In August 2020, Schlossberg gave a virtual address on the second night of the 2020 Democratic National Convention with his mother, Caroline, and endorsed Joe Biden's run for the presidency. In 2023, Schlossberg publicly criticized the presidential campaign of his first cousin once removed, Robert F. Kennedy Jr., and supported Biden’s re-election.

Schlossberg gave his first in-person speech on the second night of the 2024 Democratic National Convention in Chicago, where he endorsed Kamala Harris. In September 2024, Schlossberg became co-chair of the environmental organization Climate Power's campaign "Too Hot Not to Vote", an initiative designed to "engage, educate and motivate people to vote for climate and clean energy champions” in the 2024 presidential election. Media outlets have portrayed Schlossberg as a "new face" of the Kennedy family, and a "new hope" of the Democratic Party.

=== U.S. House of Representatives race ===

Following Congressman Jerry Nadler's September 2025 announcement that he would not seek re-election in 2026, Schlossberg expressed interest in mounting a campaign for Nadler's seat, representing New York's 12th congressional district. On November 11, 2025, he announced his candidacy.

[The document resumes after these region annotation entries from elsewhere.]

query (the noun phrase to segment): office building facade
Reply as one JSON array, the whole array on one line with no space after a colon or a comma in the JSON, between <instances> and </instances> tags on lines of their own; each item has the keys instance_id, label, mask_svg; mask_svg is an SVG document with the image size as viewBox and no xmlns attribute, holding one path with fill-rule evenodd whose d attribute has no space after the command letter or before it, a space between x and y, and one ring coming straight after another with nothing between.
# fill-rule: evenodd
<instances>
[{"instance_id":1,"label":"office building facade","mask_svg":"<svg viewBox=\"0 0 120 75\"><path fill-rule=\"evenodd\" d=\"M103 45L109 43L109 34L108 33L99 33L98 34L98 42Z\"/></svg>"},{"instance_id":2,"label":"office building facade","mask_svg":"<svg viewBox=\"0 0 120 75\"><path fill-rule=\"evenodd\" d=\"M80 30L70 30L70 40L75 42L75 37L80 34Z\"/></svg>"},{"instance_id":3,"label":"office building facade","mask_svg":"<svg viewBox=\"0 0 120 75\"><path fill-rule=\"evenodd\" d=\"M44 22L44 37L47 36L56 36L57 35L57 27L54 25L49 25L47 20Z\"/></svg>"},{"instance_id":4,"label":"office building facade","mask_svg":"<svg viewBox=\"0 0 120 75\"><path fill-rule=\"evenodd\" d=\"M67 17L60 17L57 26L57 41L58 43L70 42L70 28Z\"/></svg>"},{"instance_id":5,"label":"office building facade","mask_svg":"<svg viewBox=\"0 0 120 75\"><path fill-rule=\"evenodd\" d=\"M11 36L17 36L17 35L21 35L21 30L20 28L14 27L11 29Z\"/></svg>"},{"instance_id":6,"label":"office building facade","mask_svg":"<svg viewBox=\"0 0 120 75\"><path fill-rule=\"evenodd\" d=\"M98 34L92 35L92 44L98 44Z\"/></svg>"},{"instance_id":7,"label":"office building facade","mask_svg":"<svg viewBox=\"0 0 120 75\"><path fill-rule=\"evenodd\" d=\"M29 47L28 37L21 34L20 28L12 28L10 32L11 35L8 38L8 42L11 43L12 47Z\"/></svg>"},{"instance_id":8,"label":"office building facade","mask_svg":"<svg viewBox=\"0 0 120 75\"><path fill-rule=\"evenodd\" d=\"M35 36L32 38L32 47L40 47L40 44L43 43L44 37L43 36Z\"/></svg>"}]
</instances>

Schlossberg's candidacy has been criticized by primary opponents and political analysts for a lack of professional experience and local civic engagement.

In May 2026, The New York Times published an investigative report characterizing Schlossberg's campaign operation as "erratic and plagued by turnover". Former staffers alleged that Schlossberg frequently missed weekly strategy meetings, abruptly terminated personnel, or neglected to formally notify employees of their dismissal.

While early polling showed a competitive race, Schlossberg was defeated in the Democratic primary on June 23, 2026, finishing a distant third behind Micah Lasher and Alex Bores.